Elbette profesyonel bir yardım almak da durumu doğru, etkili ve güvenli şekilde yönetmeyi kolaylaştırır.
Sonuç: Duyarlılığı Korumak, Kendini Kaybetmeden Hissetmek
Sonuç olarak, empati yorgunluğu modern dünyada her insanın başına gelebilecek bir olgu olarak karşımıza çıkmaktadır.
Sosyal medyanın ve dijital haber araçlarının bu kadar aktif olduğu bir çağda, dünyanın acısına bilinçli şekilde maruz kalmak ve empati kapasitesini dengede tutmak son derece önemlidir.
Çünkü paylaştığımız bu dünyada acılara ortak olmak bir insani sorumluluktur.
Ancak empatinin de bir kapasitesi vardır.
Empati yorgunluğunu yönetmek ve önlemek, hem psikolojik sağlığı korumak hem de insani duyarlılığı sürdürebilmek açısından çok kıymetlidir.
Bu sayede bireyler, dünyaya sürdürülebilir, verimli ve bilinçli bir empatiyle bakabilir.
Kaynakça
-
Figley, C. R. (2013).

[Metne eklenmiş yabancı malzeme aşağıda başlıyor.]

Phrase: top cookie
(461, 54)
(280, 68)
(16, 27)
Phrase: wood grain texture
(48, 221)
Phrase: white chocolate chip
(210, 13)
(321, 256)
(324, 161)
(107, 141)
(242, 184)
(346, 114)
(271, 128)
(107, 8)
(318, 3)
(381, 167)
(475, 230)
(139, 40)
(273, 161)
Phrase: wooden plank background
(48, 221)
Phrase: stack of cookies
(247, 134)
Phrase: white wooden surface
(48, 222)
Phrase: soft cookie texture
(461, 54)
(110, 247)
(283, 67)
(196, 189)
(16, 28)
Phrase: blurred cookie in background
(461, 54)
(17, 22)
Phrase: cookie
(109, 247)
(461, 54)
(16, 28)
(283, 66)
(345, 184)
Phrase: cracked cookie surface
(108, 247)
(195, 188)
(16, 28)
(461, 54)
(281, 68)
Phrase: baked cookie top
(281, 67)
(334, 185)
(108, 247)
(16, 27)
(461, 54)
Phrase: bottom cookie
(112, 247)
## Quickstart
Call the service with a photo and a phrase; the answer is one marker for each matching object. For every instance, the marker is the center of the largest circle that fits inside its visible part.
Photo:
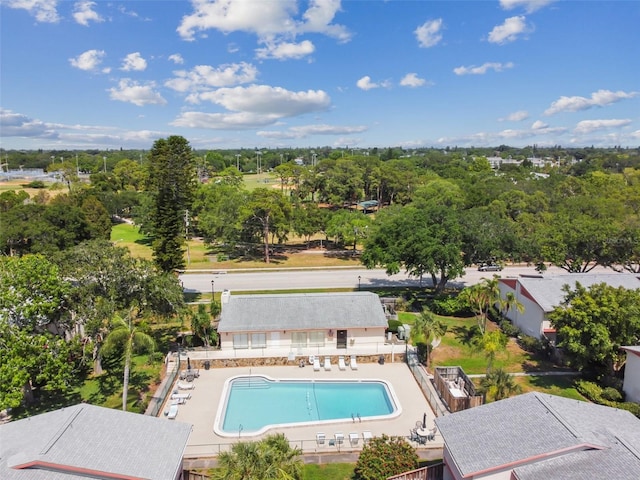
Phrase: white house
(539, 436)
(540, 295)
(631, 386)
(304, 323)
(89, 442)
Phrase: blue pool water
(253, 403)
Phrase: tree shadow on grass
(466, 334)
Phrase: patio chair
(327, 363)
(353, 363)
(341, 364)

Compassion fatigue: Coping with secondary traumatic stress disorder in those who treat the traumatized. Routledge.
-
Figley, C. R., & Ludick, M. (2017). Secondary traumatization and compassion fatigue. In S. N. Gold (Ed.), APA handbook of trauma psychology: Foundations in knowledge (pp. 573–593). American Psychological Association.
-
Joinson, C. (1992). Coping with compassion fatigue. Nursing, 22(4), 116–121.
-
Kinnick, K. N., Krugman, D. M., & Cameron, G. T. (1996). Compassion fatigue: Communication and burnout toward social problems. Journalism & Mass Communication Quarterly, 73(3), 687–707.
-
Pancar, E. D. (n.d.). Empatinin tanımı ve tarihçesi. Sağlık Çalışanları İçin Genel İletişim, 37.